In the 1980s the company was sold to Vickers plc who subsequently sold Rolls-Royce and it ended up, after seemingly being passed from pillar to post, under the control of the Volkswagen Group. However issues with licensing meant that VW had the rights to the radiator grille and the ‘Spirit of Ecstasy’ mascot but BMW had the rights to the name and the ‘double-R’ logo.

Rolls-Royce – Yesterday, Today & Tomorrow

Eventually, BMW gained full control in 1998 and in 2003, the first of the ‘modern Rolls’ came off the production line. The Phantom carried the company’s legendary 6.75-litre V12 and was available as a 4-door sedan, an extended wheelbase version, a coupe version and a convertible and subsequent models have included the Ghost (starting at £223,000), the Wraith (starting at £235,000) and the Dawn (starting at £264,000).

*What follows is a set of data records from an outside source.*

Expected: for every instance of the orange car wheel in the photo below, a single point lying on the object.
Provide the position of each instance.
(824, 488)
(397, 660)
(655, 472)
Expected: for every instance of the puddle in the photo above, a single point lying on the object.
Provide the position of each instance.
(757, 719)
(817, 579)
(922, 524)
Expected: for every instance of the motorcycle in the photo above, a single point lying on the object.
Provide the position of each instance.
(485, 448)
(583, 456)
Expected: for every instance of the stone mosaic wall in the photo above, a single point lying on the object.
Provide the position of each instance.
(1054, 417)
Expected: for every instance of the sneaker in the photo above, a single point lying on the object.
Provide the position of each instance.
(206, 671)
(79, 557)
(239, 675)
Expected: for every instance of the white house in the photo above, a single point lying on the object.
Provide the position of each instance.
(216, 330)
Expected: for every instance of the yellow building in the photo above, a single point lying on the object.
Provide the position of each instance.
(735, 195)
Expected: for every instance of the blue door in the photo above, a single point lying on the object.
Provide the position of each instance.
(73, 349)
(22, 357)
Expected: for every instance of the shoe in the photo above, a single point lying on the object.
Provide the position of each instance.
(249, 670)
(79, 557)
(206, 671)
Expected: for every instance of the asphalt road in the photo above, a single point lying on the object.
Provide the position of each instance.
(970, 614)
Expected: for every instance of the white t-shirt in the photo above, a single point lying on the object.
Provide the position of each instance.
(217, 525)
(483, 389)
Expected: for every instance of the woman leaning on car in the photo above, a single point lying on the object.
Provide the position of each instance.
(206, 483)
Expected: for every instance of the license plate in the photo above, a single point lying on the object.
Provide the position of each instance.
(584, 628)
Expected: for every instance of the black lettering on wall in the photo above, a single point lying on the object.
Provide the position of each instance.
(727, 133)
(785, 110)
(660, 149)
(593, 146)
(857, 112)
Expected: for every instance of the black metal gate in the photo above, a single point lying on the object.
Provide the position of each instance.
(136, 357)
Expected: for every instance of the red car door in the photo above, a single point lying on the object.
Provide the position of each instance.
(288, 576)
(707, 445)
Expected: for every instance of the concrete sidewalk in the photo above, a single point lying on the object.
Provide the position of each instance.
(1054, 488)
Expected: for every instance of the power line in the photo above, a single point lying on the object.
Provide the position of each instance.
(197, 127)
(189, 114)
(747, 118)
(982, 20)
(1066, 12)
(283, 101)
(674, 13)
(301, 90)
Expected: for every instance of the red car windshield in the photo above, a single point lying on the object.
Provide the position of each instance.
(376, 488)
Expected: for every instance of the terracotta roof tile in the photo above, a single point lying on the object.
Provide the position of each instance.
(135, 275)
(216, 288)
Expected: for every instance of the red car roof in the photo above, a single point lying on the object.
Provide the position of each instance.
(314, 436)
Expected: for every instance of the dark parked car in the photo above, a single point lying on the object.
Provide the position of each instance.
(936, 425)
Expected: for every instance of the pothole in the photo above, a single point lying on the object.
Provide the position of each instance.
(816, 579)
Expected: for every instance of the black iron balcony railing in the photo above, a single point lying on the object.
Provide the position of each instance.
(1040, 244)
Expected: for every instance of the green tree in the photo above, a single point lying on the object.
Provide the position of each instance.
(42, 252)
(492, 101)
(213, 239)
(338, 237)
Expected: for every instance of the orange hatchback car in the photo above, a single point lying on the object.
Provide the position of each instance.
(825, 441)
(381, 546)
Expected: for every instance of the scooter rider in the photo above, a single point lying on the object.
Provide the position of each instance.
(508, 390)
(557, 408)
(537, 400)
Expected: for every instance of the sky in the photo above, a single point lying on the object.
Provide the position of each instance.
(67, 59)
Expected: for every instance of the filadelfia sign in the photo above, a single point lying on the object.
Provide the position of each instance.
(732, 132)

Rolls Royce Ghost Black Badge © HR Owen


Rolls-Royce Phantom © Rolls-Royce Motor Cars

Expensive they may be but if one wants the very best, one has to be prepared to pay for it. In the company’s own words, ‘Rolls-Royce is at the pinnacle of British luxury manufacturing’ and after a century of design, innovation and creativity, the company show no signs of abating. The concept 103EX is a vision where they ask you to ‘imagine a future where each Rolls-Royce is as unique as your own fingerprint. Dimensions, form, space and materials – the drawing board is limitless, and you are the architect.’


Rolls-Royce 103EX © Jalopnik

Let’s leave the last word to one of the most famous names in automobile history, Sir Frederick Henry Royce, 1st Baronet of Seaton, OBE who said ‘the quality will remain long after the price is forgotten.’